Non-price competition

Although they each have market power in the form of influence over the prices they charge, the uncertainty surrounding the outcome of competitive tactics means that firms may prefer non-price competition.

The firm will therefore be better off concentrating on non-price competition to increase revenue. This may include the following:

marketing competition, including obtaining exclusive outlets such as tied public houses and petrol stations through which breweries and oil companies sell their products

the use of persuasive advertising, product differentiation, brand imaging, packaging, fashion, style and design

quality competition, including the provision of point-of-sale service and after-sale service

In industries where only a few firms operate, the firms have a choice about whether to compete or co-operate.

These two strategies, compete or collude, lead to hugely different outcomes for both producers and consumers:

For producers, collusion is better than competition because it leads to profits that last as long as the firms keep colluding.

For consumers, collusion is worse than competition because it leads to higher prices and lower output.

Collusion is an anti-competitive action by producers.

Informal or tacit collusion is not illegal and usually takes the form of price leadership, where firms automatically follow the lead of one of the group.

The objective is to maximise the profits of the whole group by acting as a single monopolist.

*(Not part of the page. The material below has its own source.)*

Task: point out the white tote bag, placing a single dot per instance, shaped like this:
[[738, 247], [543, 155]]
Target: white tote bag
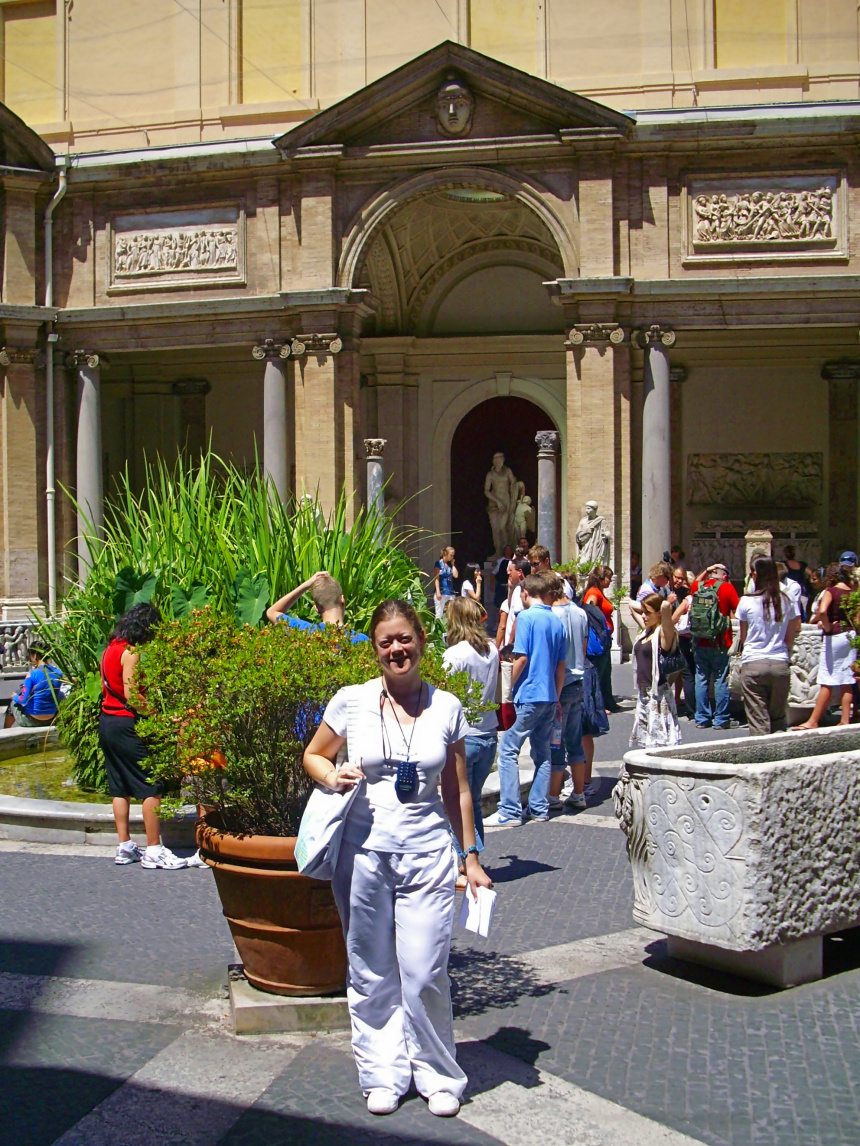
[[319, 834]]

The price leader is invariably the dominant firm and has sufficient market power to determine a price change that other firms follow. On the other hand, a cartel is a formal price or output agreement between firms in an industry to restrict competition. This is illegal.

The difficulty in studying oligopoly is that the behaviour of firms can follow two different routes –

in some industries, there may be cut-throat competition between aggressive fi rms

while in others, there may well be cooperation or tacit evidence of collusion.

Consequently, just how one firm actually reacts will depend on how it expects competitors to react. A theory that attempts to explain how oligopolists behave is the theory of the kinked demand curve

It is assumed that a firm is producing at price P and output Q.

If the firm increases its price above P, other firms in the market will not follow.

This is because these firms will be able to sell more themselves, attracting customers from the firm that increased its price. So, the fi rm’s demand curve is A-D and its marginal revenue curve is MR. This demand curve is relatively elastic to an increase in price.

If the firm lowers its price, it assumes that other firms in the market will follow this lead so as not to lose market share.

This starts a price war, the result of which is likely to be that all firms lose out. The demand curve below A is inelastic and indicated by A-D. The marginal revenue curve is EF. So, overall the oligopolist’s demand curve appears to be P1AD. Price will be rigid at P since there is no incentive for a firm to increase or decrease the price it charges. If it did, either way, it would lose out. The kinked demand curve is in some respects a useful way to explain the behaviour of oligopolists.